Menurut Indra, panggilan akrab penasehat hukum itu, kejadian itu bermula ketika Joko dan Amir yang berboncengan sepeda motor, berniat `nongkrong` di Taman Puri Mataram.

Setiba di taman itu, mereka berpapasan dengan Munawir Ahmad (15) yang hendak ke luar dari area taman. Begitu berpapasan, Munawir langsung mengeraskan suara gas sepeda motornya. Akhirnya, Joko tersinggung dan terjadilah cekcok antara Joko dan Munawir. Keduanya lantas saling adu pukul.

Joko kemudian melapor kepada teman-temannya di Karang Taliwang, Mataram. Joko dan teman-temannya, termasuk Arya, memutuskan beramai-ramai datang ke Taman Puri.

Setiba di Taman Puri, mereka bersama-sama mengeroyok Munawir yang sedang bersama dengan Abdarani.

Arya sempat memukul Abdarani menggunakan tangannya. Setelah itu, Badok, teman Arya, ikut memukul Abdarani di bagian wajahnya dua kali, hingga kemudian korban terjatuh dan kepalanya membentur aspal.

Ketika terjatuh, Abdarani malah menjadi bulan-bulanan Arya dan teman-temannya hingga tak berdaya. Setelah itu, mereka meninggalkan Abdarani begitu saja.

Saat itu, Abdarani sempat dilarikan ke Rumah Sakit Bhayangkara dan ditangani dr Ni Luh Eka Suprapto dalam kondisi tidak sadar dan kepalanya mengeluarkan darah.

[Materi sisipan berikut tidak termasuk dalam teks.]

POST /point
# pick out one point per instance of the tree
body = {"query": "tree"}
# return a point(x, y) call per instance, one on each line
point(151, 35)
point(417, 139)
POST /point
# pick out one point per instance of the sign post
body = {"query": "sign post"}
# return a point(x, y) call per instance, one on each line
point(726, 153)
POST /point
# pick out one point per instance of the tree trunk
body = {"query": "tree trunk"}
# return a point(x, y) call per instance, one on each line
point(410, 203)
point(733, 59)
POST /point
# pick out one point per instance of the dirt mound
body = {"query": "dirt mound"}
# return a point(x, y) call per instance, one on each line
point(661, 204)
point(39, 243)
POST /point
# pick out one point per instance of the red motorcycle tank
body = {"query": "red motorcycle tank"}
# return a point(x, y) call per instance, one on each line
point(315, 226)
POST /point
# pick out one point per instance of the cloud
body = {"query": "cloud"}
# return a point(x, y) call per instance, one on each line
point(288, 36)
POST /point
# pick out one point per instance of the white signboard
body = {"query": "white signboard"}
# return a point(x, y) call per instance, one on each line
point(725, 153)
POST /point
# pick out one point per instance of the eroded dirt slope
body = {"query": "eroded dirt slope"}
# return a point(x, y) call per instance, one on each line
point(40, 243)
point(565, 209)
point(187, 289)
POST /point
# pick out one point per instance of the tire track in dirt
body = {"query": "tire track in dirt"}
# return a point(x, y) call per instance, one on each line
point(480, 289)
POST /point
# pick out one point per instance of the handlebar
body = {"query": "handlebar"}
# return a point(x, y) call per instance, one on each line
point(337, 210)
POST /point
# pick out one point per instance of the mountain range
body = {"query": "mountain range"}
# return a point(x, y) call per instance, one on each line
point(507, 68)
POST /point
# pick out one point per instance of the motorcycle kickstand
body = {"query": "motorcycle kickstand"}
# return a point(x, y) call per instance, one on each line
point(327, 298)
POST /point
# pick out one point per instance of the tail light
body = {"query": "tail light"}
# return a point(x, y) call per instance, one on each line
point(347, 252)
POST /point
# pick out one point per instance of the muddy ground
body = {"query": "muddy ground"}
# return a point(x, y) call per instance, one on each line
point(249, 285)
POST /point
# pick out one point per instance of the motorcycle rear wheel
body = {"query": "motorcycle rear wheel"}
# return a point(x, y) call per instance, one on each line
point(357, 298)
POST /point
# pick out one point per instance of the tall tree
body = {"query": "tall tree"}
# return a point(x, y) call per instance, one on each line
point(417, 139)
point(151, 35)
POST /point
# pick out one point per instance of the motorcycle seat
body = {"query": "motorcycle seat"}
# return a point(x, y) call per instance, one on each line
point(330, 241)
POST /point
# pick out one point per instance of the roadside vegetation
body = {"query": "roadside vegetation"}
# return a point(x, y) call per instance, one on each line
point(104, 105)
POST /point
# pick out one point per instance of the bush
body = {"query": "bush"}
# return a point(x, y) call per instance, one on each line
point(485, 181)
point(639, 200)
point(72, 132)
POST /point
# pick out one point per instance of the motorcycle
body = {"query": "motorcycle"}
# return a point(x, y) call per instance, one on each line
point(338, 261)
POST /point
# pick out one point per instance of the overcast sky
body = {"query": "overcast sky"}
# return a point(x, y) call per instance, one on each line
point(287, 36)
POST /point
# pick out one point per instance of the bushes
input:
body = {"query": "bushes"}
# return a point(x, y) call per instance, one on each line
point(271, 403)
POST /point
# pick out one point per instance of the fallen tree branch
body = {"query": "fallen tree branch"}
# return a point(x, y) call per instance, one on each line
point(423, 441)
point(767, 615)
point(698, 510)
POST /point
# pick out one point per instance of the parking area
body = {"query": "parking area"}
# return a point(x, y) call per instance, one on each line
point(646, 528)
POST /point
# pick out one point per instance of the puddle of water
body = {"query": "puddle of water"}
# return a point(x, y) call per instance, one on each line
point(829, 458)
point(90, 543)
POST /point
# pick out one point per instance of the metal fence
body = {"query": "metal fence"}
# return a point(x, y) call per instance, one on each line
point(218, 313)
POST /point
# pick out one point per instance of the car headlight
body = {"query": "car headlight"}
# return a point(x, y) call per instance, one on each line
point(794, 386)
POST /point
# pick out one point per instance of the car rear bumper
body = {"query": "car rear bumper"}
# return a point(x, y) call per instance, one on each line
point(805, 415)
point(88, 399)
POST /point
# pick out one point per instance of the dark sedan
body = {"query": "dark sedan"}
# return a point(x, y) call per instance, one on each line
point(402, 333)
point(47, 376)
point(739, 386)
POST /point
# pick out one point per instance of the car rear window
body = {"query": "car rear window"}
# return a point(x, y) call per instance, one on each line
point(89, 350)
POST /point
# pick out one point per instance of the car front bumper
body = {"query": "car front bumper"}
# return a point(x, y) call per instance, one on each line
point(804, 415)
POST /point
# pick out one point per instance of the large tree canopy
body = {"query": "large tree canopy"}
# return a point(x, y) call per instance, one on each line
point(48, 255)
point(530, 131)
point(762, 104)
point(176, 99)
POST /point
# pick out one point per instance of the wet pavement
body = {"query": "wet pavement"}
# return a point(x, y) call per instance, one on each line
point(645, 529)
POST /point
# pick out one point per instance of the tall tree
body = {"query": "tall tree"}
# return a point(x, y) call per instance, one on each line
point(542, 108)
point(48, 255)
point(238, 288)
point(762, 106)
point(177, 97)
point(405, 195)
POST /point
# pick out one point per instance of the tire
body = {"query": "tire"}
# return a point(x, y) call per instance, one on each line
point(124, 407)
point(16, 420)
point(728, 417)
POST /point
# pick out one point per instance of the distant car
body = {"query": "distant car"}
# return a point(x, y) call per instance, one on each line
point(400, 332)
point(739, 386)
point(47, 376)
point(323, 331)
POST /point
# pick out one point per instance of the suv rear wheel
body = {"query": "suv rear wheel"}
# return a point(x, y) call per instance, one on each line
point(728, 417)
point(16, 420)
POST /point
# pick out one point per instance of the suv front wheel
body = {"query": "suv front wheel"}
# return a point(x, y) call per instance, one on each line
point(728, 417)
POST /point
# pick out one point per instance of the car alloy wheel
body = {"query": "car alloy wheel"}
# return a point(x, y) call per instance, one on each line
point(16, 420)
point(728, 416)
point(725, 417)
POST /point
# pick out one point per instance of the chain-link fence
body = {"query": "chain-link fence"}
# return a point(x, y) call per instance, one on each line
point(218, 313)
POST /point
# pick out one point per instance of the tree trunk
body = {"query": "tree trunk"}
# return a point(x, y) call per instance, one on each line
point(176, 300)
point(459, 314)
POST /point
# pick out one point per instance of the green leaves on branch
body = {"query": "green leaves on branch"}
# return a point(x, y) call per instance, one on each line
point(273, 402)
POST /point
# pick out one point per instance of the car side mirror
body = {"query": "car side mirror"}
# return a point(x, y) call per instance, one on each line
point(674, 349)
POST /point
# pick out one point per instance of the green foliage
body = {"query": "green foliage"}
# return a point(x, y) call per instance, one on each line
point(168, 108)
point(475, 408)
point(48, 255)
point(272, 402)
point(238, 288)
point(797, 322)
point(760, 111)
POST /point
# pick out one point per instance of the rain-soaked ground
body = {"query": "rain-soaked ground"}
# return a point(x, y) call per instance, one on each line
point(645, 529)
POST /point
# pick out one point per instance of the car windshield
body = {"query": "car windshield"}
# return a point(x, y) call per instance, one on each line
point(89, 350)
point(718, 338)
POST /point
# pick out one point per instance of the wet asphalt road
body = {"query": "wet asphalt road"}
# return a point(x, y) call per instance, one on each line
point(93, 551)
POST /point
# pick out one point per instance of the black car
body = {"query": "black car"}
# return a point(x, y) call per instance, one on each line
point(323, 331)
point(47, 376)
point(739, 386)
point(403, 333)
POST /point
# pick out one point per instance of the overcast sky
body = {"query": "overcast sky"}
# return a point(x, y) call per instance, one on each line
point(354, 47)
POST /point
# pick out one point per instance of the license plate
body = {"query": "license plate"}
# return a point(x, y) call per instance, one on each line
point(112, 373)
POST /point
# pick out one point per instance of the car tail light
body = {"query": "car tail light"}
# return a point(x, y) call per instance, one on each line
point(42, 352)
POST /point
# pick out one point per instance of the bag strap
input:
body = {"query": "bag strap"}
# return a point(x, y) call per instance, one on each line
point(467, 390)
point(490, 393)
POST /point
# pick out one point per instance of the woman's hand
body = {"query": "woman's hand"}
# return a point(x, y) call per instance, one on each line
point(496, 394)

Berhubung kondisinya tidak kunjung membaik, Abdarani sempat dibawa pulang. Namun, begitu sampai di rumah, Abdarani masih tidak sadar dan terus mengigit lidahnya, sehingga dibawa lagi ke RSU Kota Mataram.

Hanya dua jam menjalani perawatan di rumah sakit itu, Abdarani kemudian dirujuk ke RSUP NTB dan langsung diberikan bantuan pernapasan menggunakan oksigen. Ketika sedang menunggu saat dilakukan operasi, nyawa Abdarani tidak tertolong lagi.

Sidang ditunda hingga pekan mendatang untuk mendengar keterangan saksi-saksi, sementara beberapa terdakwa lain disidangkan secara terpisah.